10 Indonesian hostages freed in Philippines
Ten Indonesian sailors abducted by Abu Sayyaf Islamic militants were freed in the southern Philippines on Sunday after five weeks in captivity, Philippine police said.
Unknown men dropped off the 10 tugboat crewmen at the home of provincial governor Abdusakur Tan Jnr on the remote island of Jolo during a heavy midday downpour, Jolo police chief Junpikar Sitin told AFP by telephone.
“The report (of their release) is confirmed. They were there. I saw them,” Superintendent Sitin added.
The condition of the former captives was not immediately known, though Sitin said the group ate lunch at the governor’s home.
They were abducted on March 26 by gunmen described by Philippine authorities as members of the Abu Sayyaf, a small group of militants based on Jolo and nearby Basilan island which is accused of kidnappings and deadly bombings.
The militants are reported to have sought a ransom, but Sitin said he was unaware that any had been paid. Abu Sayyaf does not normally free hostages unless a ransom is paid.
The Indonesians were freed six days after Abu Sayyaf members beheaded a Canadian hostage, John Ridsdel.
Philippine President Benigno Aquino vowed Wednesday to neutralise the Islamic militants after Ridsdel’s decapitated head was left outside a government building on Jolo.
The authorities said the group is still holding 11 other foreign hostages — four Indonesians, four Malaysians, another Canadian, a Norwegian, and a Dutchman.
Abu Sayyaf is a radical offshoot of a Muslim separatist insurgency in the south of the mainly Catholic Philippines that has claimed more than 100,000 lives since the 1970s.

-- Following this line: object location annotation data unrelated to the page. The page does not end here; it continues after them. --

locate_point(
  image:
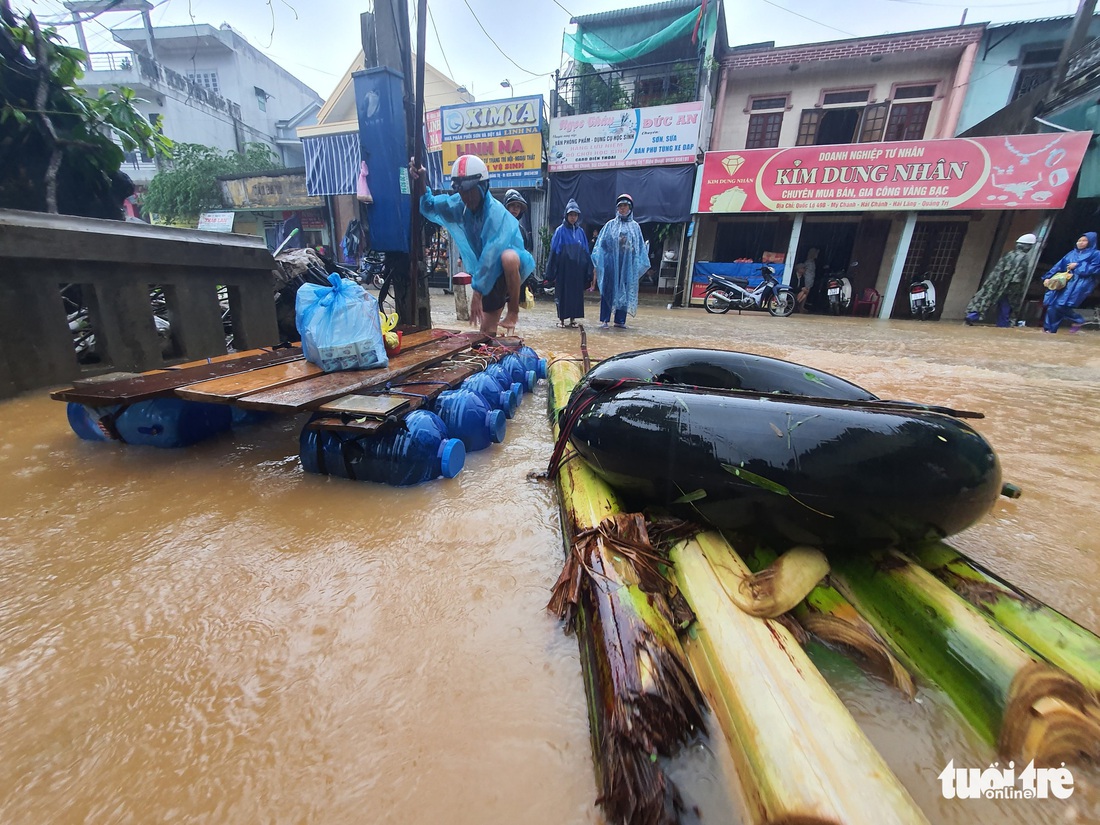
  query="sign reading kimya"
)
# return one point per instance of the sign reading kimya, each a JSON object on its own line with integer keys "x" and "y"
{"x": 659, "y": 134}
{"x": 506, "y": 134}
{"x": 1013, "y": 172}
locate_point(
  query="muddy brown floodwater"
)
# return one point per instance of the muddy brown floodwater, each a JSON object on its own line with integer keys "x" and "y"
{"x": 211, "y": 636}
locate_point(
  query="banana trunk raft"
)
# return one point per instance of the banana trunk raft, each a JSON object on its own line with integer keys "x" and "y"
{"x": 749, "y": 575}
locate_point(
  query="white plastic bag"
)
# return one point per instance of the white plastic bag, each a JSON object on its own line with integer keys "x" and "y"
{"x": 339, "y": 326}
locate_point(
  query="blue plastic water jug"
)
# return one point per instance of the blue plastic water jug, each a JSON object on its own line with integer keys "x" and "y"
{"x": 519, "y": 372}
{"x": 531, "y": 361}
{"x": 91, "y": 424}
{"x": 504, "y": 378}
{"x": 491, "y": 392}
{"x": 468, "y": 417}
{"x": 419, "y": 451}
{"x": 172, "y": 422}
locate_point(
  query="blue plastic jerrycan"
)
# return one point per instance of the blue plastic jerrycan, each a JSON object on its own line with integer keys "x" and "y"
{"x": 419, "y": 451}
{"x": 490, "y": 389}
{"x": 169, "y": 422}
{"x": 469, "y": 418}
{"x": 504, "y": 378}
{"x": 519, "y": 372}
{"x": 531, "y": 361}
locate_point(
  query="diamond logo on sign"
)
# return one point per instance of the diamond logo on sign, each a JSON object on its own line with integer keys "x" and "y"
{"x": 732, "y": 163}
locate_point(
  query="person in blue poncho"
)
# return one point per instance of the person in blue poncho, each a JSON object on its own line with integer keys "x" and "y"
{"x": 620, "y": 259}
{"x": 488, "y": 241}
{"x": 570, "y": 266}
{"x": 1082, "y": 264}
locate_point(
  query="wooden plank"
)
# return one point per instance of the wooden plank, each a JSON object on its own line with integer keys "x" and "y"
{"x": 232, "y": 387}
{"x": 323, "y": 388}
{"x": 160, "y": 384}
{"x": 366, "y": 405}
{"x": 449, "y": 376}
{"x": 219, "y": 359}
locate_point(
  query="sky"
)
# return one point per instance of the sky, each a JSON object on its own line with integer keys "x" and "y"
{"x": 481, "y": 43}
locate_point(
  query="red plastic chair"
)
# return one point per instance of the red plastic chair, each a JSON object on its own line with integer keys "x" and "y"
{"x": 870, "y": 298}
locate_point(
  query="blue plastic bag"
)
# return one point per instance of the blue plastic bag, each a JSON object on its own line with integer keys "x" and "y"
{"x": 339, "y": 326}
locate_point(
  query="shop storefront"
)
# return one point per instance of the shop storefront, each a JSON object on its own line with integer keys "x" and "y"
{"x": 881, "y": 213}
{"x": 648, "y": 153}
{"x": 273, "y": 205}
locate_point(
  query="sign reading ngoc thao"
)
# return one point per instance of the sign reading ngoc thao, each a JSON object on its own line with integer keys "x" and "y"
{"x": 1013, "y": 172}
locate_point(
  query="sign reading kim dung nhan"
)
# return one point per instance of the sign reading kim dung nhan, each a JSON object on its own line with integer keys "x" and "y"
{"x": 506, "y": 134}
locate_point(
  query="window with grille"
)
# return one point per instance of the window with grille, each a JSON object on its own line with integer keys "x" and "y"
{"x": 765, "y": 103}
{"x": 837, "y": 98}
{"x": 207, "y": 79}
{"x": 910, "y": 92}
{"x": 875, "y": 122}
{"x": 807, "y": 127}
{"x": 908, "y": 121}
{"x": 763, "y": 130}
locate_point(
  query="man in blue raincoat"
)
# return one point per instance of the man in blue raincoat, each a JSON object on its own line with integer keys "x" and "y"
{"x": 1082, "y": 264}
{"x": 488, "y": 240}
{"x": 619, "y": 260}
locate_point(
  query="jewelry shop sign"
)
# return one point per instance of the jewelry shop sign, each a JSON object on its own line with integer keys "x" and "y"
{"x": 650, "y": 136}
{"x": 1014, "y": 172}
{"x": 506, "y": 134}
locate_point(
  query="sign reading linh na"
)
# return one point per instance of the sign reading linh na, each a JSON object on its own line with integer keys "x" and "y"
{"x": 1013, "y": 172}
{"x": 655, "y": 135}
{"x": 506, "y": 134}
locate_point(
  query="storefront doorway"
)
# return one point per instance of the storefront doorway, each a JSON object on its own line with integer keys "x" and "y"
{"x": 933, "y": 254}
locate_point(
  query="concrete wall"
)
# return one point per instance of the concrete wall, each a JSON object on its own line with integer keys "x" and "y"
{"x": 114, "y": 264}
{"x": 805, "y": 86}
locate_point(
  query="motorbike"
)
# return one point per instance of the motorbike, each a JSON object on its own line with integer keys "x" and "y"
{"x": 724, "y": 294}
{"x": 838, "y": 292}
{"x": 922, "y": 297}
{"x": 372, "y": 268}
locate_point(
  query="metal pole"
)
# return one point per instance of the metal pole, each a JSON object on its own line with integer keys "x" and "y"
{"x": 899, "y": 263}
{"x": 417, "y": 264}
{"x": 792, "y": 249}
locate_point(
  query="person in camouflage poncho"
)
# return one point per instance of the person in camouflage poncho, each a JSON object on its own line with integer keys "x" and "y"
{"x": 1004, "y": 286}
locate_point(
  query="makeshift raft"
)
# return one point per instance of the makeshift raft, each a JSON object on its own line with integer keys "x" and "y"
{"x": 667, "y": 609}
{"x": 443, "y": 394}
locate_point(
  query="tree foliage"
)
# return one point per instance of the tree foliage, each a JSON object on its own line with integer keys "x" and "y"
{"x": 61, "y": 149}
{"x": 190, "y": 186}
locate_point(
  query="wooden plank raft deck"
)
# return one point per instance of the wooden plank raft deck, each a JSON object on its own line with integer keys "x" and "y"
{"x": 283, "y": 381}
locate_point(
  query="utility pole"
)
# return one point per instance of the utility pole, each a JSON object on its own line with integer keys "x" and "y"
{"x": 386, "y": 43}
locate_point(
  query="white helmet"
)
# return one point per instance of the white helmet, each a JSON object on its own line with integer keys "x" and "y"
{"x": 468, "y": 172}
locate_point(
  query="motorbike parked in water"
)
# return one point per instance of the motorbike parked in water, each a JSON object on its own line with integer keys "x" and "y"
{"x": 838, "y": 292}
{"x": 724, "y": 294}
{"x": 922, "y": 297}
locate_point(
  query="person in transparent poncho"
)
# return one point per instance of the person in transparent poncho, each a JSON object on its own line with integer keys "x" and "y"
{"x": 488, "y": 239}
{"x": 620, "y": 260}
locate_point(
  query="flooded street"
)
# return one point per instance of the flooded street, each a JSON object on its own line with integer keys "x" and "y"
{"x": 211, "y": 636}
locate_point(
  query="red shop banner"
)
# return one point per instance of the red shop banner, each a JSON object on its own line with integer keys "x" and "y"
{"x": 1014, "y": 172}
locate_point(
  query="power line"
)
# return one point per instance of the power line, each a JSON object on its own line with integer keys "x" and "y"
{"x": 810, "y": 19}
{"x": 447, "y": 63}
{"x": 534, "y": 74}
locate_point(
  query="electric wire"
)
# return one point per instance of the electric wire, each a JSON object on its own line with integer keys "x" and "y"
{"x": 476, "y": 20}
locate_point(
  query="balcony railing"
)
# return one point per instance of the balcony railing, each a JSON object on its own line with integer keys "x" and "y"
{"x": 152, "y": 74}
{"x": 658, "y": 84}
{"x": 110, "y": 61}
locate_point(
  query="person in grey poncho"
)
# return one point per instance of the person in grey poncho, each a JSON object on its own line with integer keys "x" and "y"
{"x": 1004, "y": 286}
{"x": 570, "y": 266}
{"x": 620, "y": 259}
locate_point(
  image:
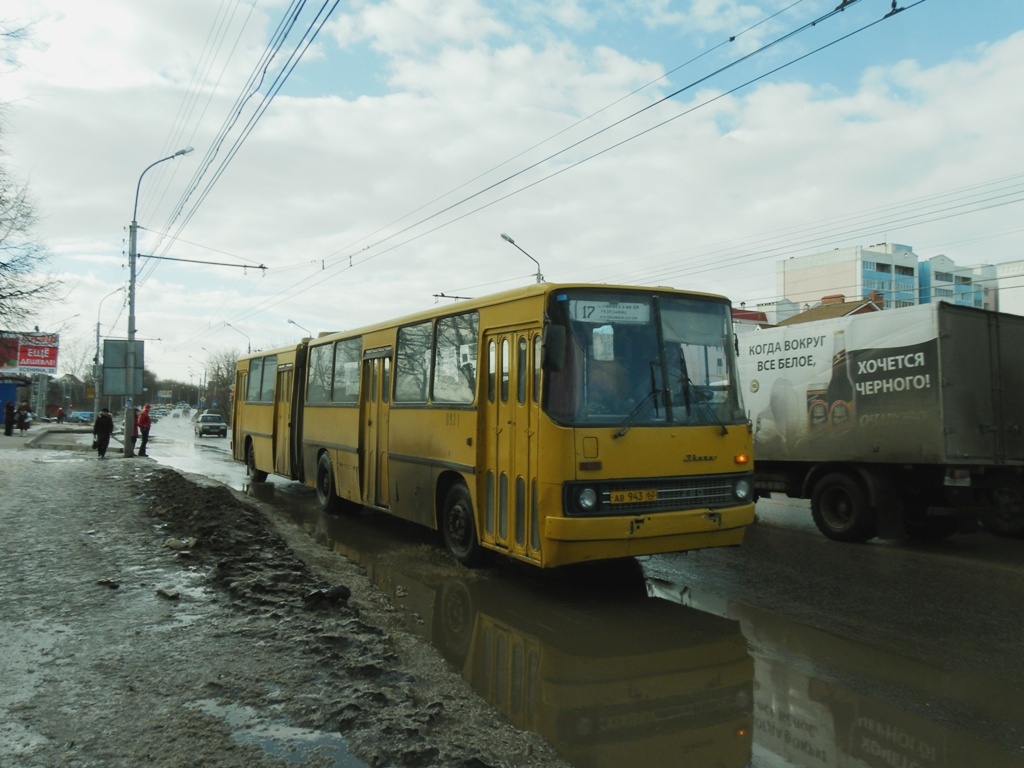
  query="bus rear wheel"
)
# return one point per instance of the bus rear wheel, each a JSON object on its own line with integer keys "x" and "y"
{"x": 329, "y": 501}
{"x": 459, "y": 526}
{"x": 256, "y": 474}
{"x": 841, "y": 510}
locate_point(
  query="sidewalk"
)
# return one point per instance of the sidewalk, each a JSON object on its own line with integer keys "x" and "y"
{"x": 72, "y": 436}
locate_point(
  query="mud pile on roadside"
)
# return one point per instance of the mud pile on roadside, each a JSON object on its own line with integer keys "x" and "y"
{"x": 154, "y": 621}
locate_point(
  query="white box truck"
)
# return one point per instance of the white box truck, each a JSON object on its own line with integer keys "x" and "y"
{"x": 897, "y": 423}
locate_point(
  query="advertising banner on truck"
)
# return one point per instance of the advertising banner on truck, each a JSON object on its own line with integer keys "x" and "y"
{"x": 840, "y": 387}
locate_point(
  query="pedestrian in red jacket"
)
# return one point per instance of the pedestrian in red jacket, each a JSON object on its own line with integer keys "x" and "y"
{"x": 143, "y": 425}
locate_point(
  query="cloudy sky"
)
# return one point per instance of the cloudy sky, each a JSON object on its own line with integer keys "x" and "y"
{"x": 369, "y": 154}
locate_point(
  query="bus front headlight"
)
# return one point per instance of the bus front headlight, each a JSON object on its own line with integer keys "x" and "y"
{"x": 587, "y": 500}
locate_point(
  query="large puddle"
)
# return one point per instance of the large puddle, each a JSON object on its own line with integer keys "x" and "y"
{"x": 617, "y": 668}
{"x": 623, "y": 666}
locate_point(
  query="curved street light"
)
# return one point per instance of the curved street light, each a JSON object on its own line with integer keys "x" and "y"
{"x": 540, "y": 278}
{"x": 130, "y": 352}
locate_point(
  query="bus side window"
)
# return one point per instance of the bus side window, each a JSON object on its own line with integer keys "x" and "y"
{"x": 538, "y": 361}
{"x": 520, "y": 372}
{"x": 346, "y": 371}
{"x": 253, "y": 386}
{"x": 269, "y": 379}
{"x": 412, "y": 365}
{"x": 455, "y": 358}
{"x": 506, "y": 348}
{"x": 321, "y": 368}
{"x": 492, "y": 370}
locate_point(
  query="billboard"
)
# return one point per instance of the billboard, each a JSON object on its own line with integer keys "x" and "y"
{"x": 116, "y": 368}
{"x": 29, "y": 352}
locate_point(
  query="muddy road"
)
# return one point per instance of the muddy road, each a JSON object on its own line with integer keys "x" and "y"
{"x": 791, "y": 650}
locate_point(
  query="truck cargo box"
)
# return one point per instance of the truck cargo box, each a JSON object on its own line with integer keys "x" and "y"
{"x": 928, "y": 384}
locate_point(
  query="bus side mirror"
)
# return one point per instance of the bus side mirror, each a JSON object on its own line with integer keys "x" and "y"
{"x": 554, "y": 347}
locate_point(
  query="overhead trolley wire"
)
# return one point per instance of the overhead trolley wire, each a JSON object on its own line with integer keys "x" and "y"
{"x": 351, "y": 260}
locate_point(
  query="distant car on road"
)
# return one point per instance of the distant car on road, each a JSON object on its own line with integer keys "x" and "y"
{"x": 211, "y": 424}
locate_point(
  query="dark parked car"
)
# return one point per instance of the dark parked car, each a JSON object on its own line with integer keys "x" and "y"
{"x": 211, "y": 424}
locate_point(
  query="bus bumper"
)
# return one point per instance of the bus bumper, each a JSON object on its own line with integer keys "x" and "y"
{"x": 572, "y": 540}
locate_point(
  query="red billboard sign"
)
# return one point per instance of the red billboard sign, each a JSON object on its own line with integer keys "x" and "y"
{"x": 36, "y": 353}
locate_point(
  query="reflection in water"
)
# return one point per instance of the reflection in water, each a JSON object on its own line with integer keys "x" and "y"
{"x": 586, "y": 658}
{"x": 617, "y": 670}
{"x": 823, "y": 700}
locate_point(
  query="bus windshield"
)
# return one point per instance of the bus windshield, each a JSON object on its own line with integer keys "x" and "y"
{"x": 643, "y": 359}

It is believed to have just a few hundred militants but has withstood repeated US-backed military offensives against it, surviving by using the mountainous, jungle terrain of Jolo and nearby islands to its advantage.
Abu Sayyaf gangs have earned many millions of dollars from kidnapping foreigners and locals since the early 1990s.
Although Abu Sayyaf’s leaders have pledged allegiance to Islamic State, analysts say they are more focused on lucrative kidnappings-for-ransom than setting up an Islamic caliphate.